Unleashing the Potential of Election Data

Section 2: Open Election Data Principles

Principle 2: Election data is open when it is granular


Election data should be available at the finest possible level of granularity or detail. Data that is finely-grained, or full resolution, is not in an aggregate or modified form. This principle has also been expressed as making data available at the "primary" level or the level at which the source data is collected. Granularity is necessary for promoting transparency and accountability.

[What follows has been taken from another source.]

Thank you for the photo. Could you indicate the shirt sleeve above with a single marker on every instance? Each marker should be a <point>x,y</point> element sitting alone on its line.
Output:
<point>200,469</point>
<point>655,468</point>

In terms of elections, it is clear that the location, address and contact information for each polling station should be released in advance of election day. Citizens need that information so they can find out where to vote. What is less obvious is that polling station-level is the most granular level for election results data. Since the votes are cast at polling stations (sometimes called precincts, polling streams[1] or tables[2]), polling stations are the primary level for election results. If datasets like election results are only made available in an aggregate or modified form, then that dataset is not open. Indeed, much of the 'fraud' that has been committed in elections is easy to conceal if data is not released at the most granular, or primary, level.

In terms of the voter registration process, the most granular level is the individual voter. While the primary unit of data collection for voter registration is the individual voter, the level at which the data is released varies widely from country to country. EMBs in some countries post a paper copy of the voter list with all of the voter details (first name, last name, address, national ID number) outside of the polling station. Posting a voter list for a specific polling station is granular but the dataset is clearly not complete because it is one part of the entire list for the whole country. In other countries, the full list of voters is available on the EMB's website as multiple files. In that case, the data can be analyzed, for example, to note the number and percentage of women on the list or to see whether other historically marginalized groups are included. Still some other countries state concerns over voter privacy and instead of publishing a voter list, allow voters to lookup their individual details. If the legal framework places restrictions on the granularity of election data (e.g., due to privacy concerns), then the rationale for the restriction should be clearly stated, and the least restrictive means should be used to protect the legitimate interest at issue.

The emerging field of election forensics uses different statistical methods[3] to analyze and identify suspicious patterns in data published at the primary level (e.g., polling stations). Additionally, the places used for polling (e.g., administrative buildings, schools, markets) are often the places where voter registration is conducted and complaints are lodged. Thus, access to data at the most granular level is key for citizens and other stakeholders to assess the transparency of most parts of the election process.

Questions to help determine what level of data is the primary or source level:

  • Where was the data originally collected? This might give an indication as to the lowest level.
  • What is the lowest level possible where an individual data point might vary from another data point?
  • Is it data related to voting? If so, then polling station is likely the lowest level.
  • It is data related to qualifying to be listed on the ballot or to be registered to vote? If so, then 'individuals' (voters or voters' signatures) is likely the lowest level.

Leaders of the G8 governments explicitly acknowledged the importance of this principle when they signed the G8 Open Data Charter (and Technical Annex) in June of 2013. In the Open Data Charter, the governments of Canada, France, Germany, Italy, Japan, Russia, the United States and the United Kingdom commit to releasing high-quality open data and state that the data will be "in their original, unmodified form and at the finest level of granularity available."

  1. In some African countries such as Malawi and Zambia, the lowest level is called the polling stream and one level up is called the polling station. When we say "polling station" in this document, we mean the lowest level at which the results are cast and counted.
  2. In many Latin American countries, the lowest level is called the "mesa" or "table." A voting center (a building) will usually contain several "mesas" (in several rooms within the building). Again, when we use the term "polling station" we mean it is as the lowest level for results and it is interchangeable with the concept of a mesa or table.
  3. For example, various digit tests and outlier detection methods have been used to cast suspicion on election results in places such as Russia, Iran, and Ukraine.